The primary objective of the Effect study is to show superiority in the efficacy of fluticasone propionate/formoterol fumarate 250/10 μg (2 puffs bid) compared with formoterol 12μg (1 puff bid) based on the annual rate of moderate and severe COPD exacerbations during the 52-week treatment period.

The study is a Phase III multi-centre, randomised, double-blind and double dummy, placebo and active-controlled, parallel-group study comparing fluticasone propionate/formoterol fumarate 250/10μg (2 puffs bid) and fluticasone propionate/formoterol fumarate  125/5μg (2 puffs bid) versus formoterol fumarate dihydrate 12μg (1 puff bid) in subjects with COPD.

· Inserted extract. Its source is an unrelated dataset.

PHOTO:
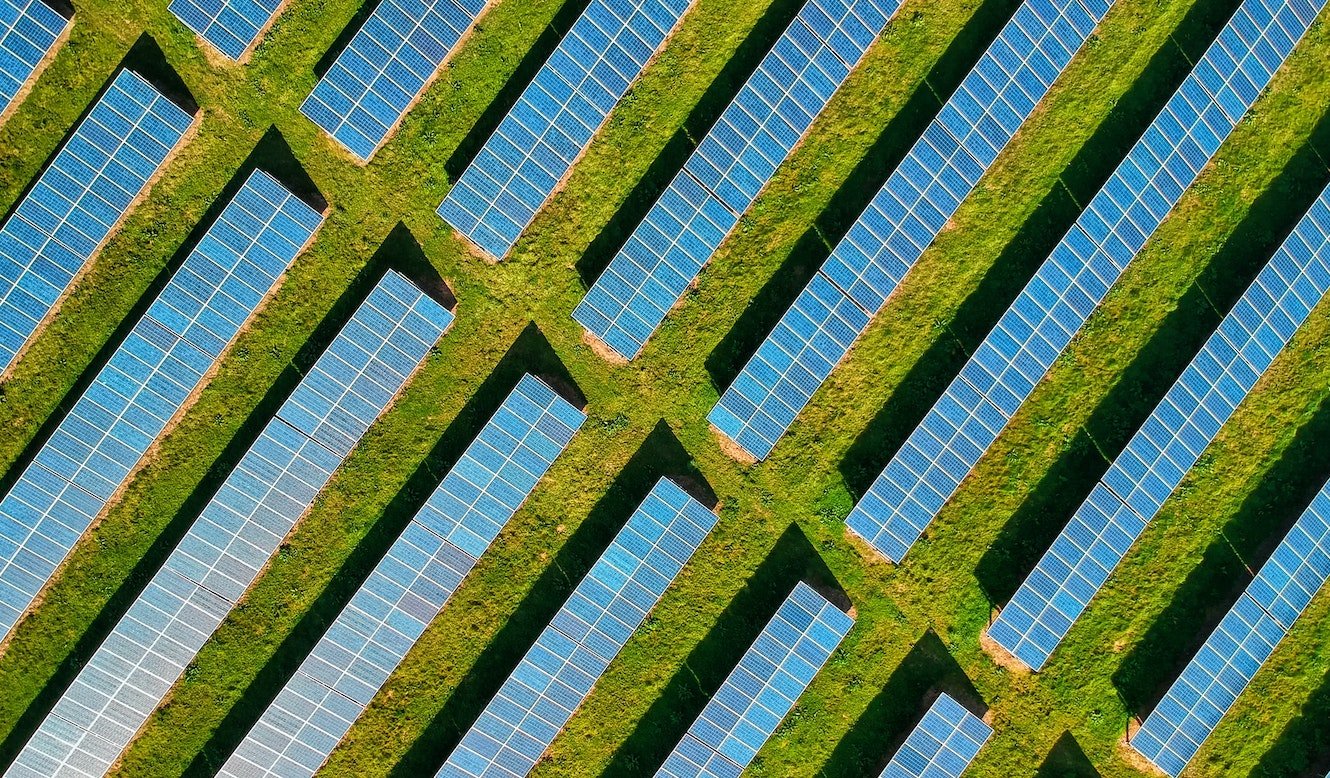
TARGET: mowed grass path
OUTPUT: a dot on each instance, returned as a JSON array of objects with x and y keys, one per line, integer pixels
[{"x": 919, "y": 624}]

Approximately 1,530 patients will be randomised in order to achieve 510 patients in each treatment group stratified for FEV1 % predicted category at baseline (FEV1 < 30% predicted, or 30-50 % predicted) and number of exacerbations in the previous year (≥ 2 or < 2).

Patients from approximately 15-20 countries will participate in the trial, including Bulgaria, Czech Republic, Germany, Hungary, Latvia, Macedonia, Poland, Romania, the Russian Federation, Slovakia, South Africa, South Korea, Spain, Ukraine and the UK.